When Walton Way Deli owners Michael and Lisa Hogue announced this week that the restaurant is closing its doors after more than 17 years in business, it was a surprise to many loyal customers.
“Back in September of 1999, we opened a little place called the Walton Way Deli,” The Hogues posted on the restaurant’s Facebook page this week. “I had a hard time deciding what to name it so I just called it ‘Walton Way Deli’ because I figured people would automatically know where we were located. We wanted to make a small old fashioned place that was easily manageable and only open for lunch so we would have more time at home with our children.”
But as of July 13, Walton Way Deli is closed.
“We can no longer keep up with the cost to do business at our location with the increased rent and lease terms that have been imposed,” The Hogues wrote. “We want to thank all of our loyal customers who have been there all along. We also want to thank all of our employees who worked along side us day in and day out. It is going to take us some time to get over this loss. The Deli has been our identity and our life for so long but it is just time to move on in a new direction.”
The Hogues say they will be focusing on their Augusta Honey Company in the future.
“We are sorry that things ended so abruptly and we will miss you all,” The Hogues posted. “Thank you so very much.”
There have been many changes along Walton Way since the deli first opened its doors in 1999.

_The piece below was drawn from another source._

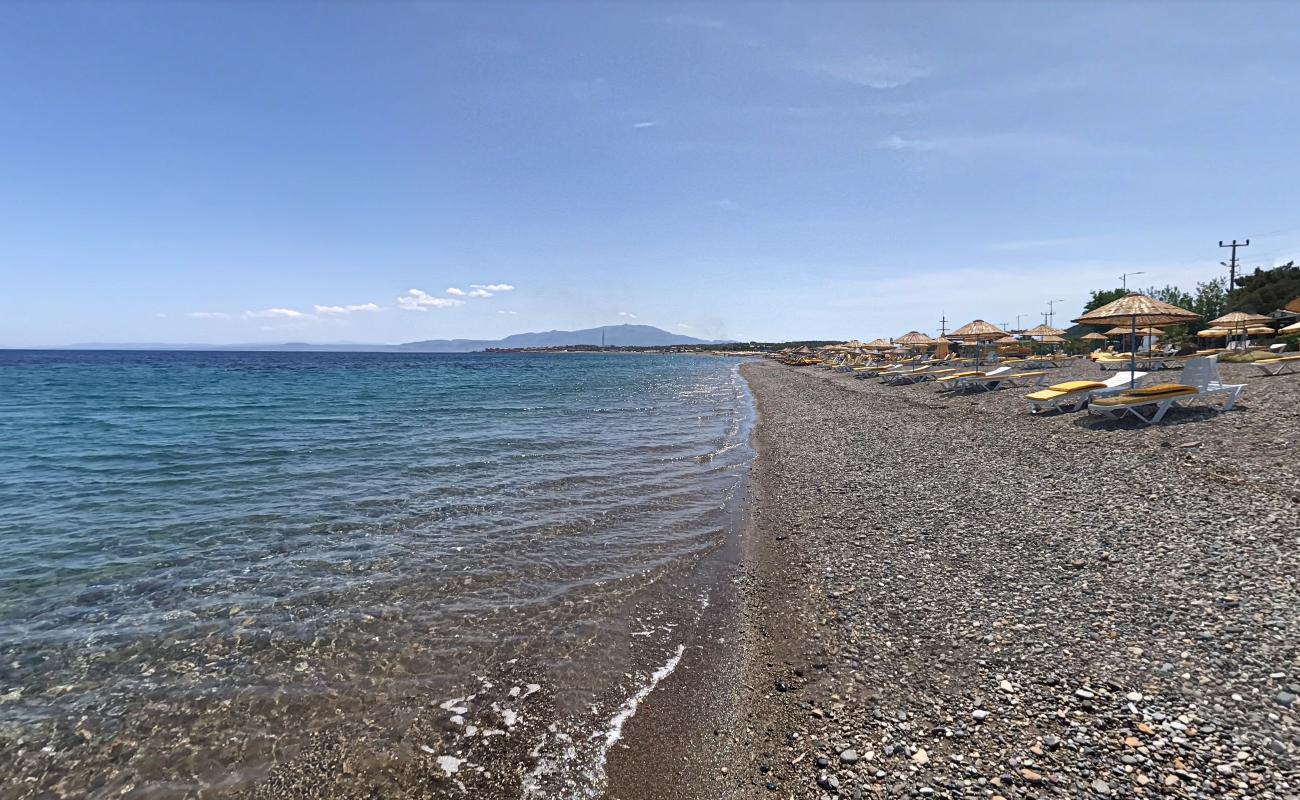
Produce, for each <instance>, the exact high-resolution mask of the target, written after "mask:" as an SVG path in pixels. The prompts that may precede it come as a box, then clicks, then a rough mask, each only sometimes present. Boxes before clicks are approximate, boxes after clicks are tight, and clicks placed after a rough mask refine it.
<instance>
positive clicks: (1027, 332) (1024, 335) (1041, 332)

Shortly after Walton Way Deli opened, the legendary Duke Restaurant closed its doors on Walton Way in 2000.
Whether people were looking for a traditional Southern breakfast or a quick lunch, Augustans loved eating at the horseshoe-shaped counter at Duke Restaurant, a family-owned business that everyone referred to as “Duke’s,” for more than 40 years.
The late James Duke opened the restaurant on Walton Way back in the 1950s, and his son, David, eventually took it over.
It was an Augusta landmark with its slogan, “Just Good Food,” but it was also a major hot spot for local politics in the Garden City.
Everybody who was anybody in politics would frequent Duke for lunch.
When Augustans watched Duke Restaurant close and eventually be torn down, it was a like a huge chunk of Augusta’s history was also destroyed.
A few years later, residents were once again heartbroken when Smoak’s Bakery on Walton Way closed its doors in 2004.
Smoak’s Bakery first began in the early 1930s as an operation run from the kitchen of Daniel Smoak’s mother on Central Avenue. As the bakery grew, it expanded into a catering service and eventually moved to Walton Way in 1984.
It was a local treasure that offered desserts and pastries residents still dream about to this day.
People also won’t soon forget their fond memories of the Delta Sandwich Shoppe, tucked away on Wilson Street just off of Central Avenue.
Each and every day in this tiny restaurant in the Hill area, locals longed to smell fresh ground meat being slapped on a hot grill and cooked to perfection.
Delta Sandwich Shoppe was known for serving up thick patties that were slightly crunchy on the outside, but moist and juicy on the inside.
In 2003, professional golfer and native Augustan Charles Howell III told Golf Digest that the Delta Sandwich Shoppe at 1208 Wilson Street was one of his favorite spots in the Garden City.
“Not many people will drive out of their way for a hamburger, but believe me, the Perry Burger is one great burger,” Howell told Golf Digest. “It was named after the original owner of the shop, Perry Whitaker. He passed away a while back, but the burger lives on.”
Delta Sandwich Shoppe was pure Augusta nostalgia.
However, this longtime tradition eventually came to a close in 2011 when then-owner Tammy Jeffers had to shut its doors after running the restaurant for about 10 years.
Most residents’ fondest memories of Delta Sandwich Shoppe were from when the restaurant was owned by former Augusta police chief Jim Beck.
Even though it was just a small hole in the wall on a side street off Central Avenue, everyone knew it was the place for a burger.
Longtime Augustans were guaranteed that each burger was always built to order and tasted like it just came off your father’s backyard grill.
Let’s face it, change is hard in Augusta and losing locally owned restaurants is even tougher.
Residents must remember to eat local whenever possible because it not only helps support the community, but it helps keep Augusta’s history alive.